Modulations of facial emotionality on facial processing and attentional
biases in individuals with low or high social anxiety: an event-related
potential study
Abstract
Previous studies have demonstrated the influences of facial emotionality
on attentional and perceptual processing when socially anxious
individuals perceive threatening information from facial expressions.

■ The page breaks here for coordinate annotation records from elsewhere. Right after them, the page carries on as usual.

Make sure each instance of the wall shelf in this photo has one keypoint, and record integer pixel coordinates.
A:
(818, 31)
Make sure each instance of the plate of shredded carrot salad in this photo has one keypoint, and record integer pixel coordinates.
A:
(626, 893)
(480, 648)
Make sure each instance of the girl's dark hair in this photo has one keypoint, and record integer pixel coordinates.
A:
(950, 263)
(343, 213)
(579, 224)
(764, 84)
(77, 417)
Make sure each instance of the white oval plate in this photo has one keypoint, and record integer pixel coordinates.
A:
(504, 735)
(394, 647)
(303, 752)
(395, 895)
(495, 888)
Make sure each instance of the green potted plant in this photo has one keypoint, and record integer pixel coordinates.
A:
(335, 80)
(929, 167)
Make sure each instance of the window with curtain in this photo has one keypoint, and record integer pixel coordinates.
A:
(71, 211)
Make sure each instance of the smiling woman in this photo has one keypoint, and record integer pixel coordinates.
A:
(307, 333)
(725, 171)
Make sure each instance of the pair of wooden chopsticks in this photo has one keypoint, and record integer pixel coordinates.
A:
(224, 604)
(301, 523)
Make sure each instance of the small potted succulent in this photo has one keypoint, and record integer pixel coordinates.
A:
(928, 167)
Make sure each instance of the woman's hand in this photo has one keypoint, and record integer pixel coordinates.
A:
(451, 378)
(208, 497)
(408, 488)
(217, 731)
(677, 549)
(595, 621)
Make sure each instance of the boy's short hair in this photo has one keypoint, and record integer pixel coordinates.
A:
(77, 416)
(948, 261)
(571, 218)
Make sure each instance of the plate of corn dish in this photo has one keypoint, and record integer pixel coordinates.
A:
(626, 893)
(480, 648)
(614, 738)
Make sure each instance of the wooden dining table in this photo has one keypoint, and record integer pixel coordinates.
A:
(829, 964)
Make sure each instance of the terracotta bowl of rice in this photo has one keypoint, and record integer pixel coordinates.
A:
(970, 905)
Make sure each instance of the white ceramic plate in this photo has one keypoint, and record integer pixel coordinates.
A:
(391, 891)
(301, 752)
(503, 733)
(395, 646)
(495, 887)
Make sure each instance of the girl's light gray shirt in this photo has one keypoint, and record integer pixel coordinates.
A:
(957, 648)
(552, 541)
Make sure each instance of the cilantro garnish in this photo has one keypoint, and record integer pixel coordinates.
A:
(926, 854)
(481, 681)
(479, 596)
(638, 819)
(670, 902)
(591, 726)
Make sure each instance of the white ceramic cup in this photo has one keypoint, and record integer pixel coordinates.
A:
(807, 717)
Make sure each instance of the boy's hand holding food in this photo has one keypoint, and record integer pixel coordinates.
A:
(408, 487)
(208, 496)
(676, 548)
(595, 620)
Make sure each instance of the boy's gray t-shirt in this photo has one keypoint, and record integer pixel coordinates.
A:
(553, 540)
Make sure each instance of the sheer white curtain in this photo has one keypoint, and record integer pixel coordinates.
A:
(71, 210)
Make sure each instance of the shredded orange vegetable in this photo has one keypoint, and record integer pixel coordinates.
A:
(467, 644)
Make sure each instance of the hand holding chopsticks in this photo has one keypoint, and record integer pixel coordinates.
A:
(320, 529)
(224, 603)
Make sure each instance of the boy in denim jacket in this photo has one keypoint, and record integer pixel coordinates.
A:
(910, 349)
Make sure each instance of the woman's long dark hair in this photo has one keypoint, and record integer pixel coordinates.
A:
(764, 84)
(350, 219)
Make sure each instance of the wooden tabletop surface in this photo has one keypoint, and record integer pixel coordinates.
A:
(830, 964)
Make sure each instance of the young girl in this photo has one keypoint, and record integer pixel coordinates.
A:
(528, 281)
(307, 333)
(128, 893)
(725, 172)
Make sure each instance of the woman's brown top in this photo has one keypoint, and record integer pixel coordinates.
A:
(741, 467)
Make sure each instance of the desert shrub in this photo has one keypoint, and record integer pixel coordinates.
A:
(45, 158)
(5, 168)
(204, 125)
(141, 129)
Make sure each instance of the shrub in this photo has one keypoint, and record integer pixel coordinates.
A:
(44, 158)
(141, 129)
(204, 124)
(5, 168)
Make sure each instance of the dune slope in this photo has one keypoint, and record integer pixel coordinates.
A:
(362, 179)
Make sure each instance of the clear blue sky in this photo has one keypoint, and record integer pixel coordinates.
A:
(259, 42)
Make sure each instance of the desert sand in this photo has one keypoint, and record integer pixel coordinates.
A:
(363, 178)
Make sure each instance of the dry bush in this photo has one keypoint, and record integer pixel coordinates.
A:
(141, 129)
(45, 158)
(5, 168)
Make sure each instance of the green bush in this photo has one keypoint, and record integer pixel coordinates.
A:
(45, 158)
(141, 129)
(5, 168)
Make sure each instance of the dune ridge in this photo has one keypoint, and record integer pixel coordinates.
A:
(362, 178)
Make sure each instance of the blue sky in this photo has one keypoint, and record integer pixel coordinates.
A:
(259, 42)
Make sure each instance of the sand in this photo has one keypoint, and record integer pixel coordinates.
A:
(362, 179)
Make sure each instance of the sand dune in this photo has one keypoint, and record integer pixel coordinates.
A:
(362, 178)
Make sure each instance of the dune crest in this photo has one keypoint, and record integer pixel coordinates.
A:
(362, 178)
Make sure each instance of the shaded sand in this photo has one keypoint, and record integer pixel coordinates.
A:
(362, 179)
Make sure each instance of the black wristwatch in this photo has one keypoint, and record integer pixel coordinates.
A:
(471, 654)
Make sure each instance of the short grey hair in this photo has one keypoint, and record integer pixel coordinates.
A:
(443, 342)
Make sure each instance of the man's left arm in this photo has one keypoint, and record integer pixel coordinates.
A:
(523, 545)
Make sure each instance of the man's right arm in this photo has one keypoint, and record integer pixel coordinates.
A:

However, it remains unclear whether and how positive expressions may
also affect the attention and perception of socially anxious
individuals. This event-related potential (ERP) study addresses this
issue and examines the temporal dynamics of electrophysiological
responses to negative and positive faces in individuals with high (HSA;
n = 56) or low (LSA; n = 47) social anxiety in a dot-probe task. Four
face pairs (neutral-neutral, angry-neutral, happy-neutral, and
angry-happy) were presented to probe the influences of positive and
negative emotionality. The behavioural results showed a greater negative
bias in reaction times for the LSA group than the HSA group when
angry-happy face pairs were presented. Our ERP results showed an
enhanced N170 effect for the LSA group in comparison to the HSA group
when emotional faces were presented in angry-neutral, happy-neutral, and
angry-happy face pairs. Moreover, greater N2pc effects on emotional
faces were found in the HSA group when angry-neutral and happy-neutral
face pairs were presented. However, this was not true for the LSA group.
No N2pc effect was found when both positive and negative faces were
presented simultaneously. We did not find any significant P1 effect.
Together, our results showed that facial emotionality influenced facial
processing and attention bias in relation to social anxiety. Socially
anxious individuals perceived less emotional facial information and had
attention biases towards both negative and positive faces.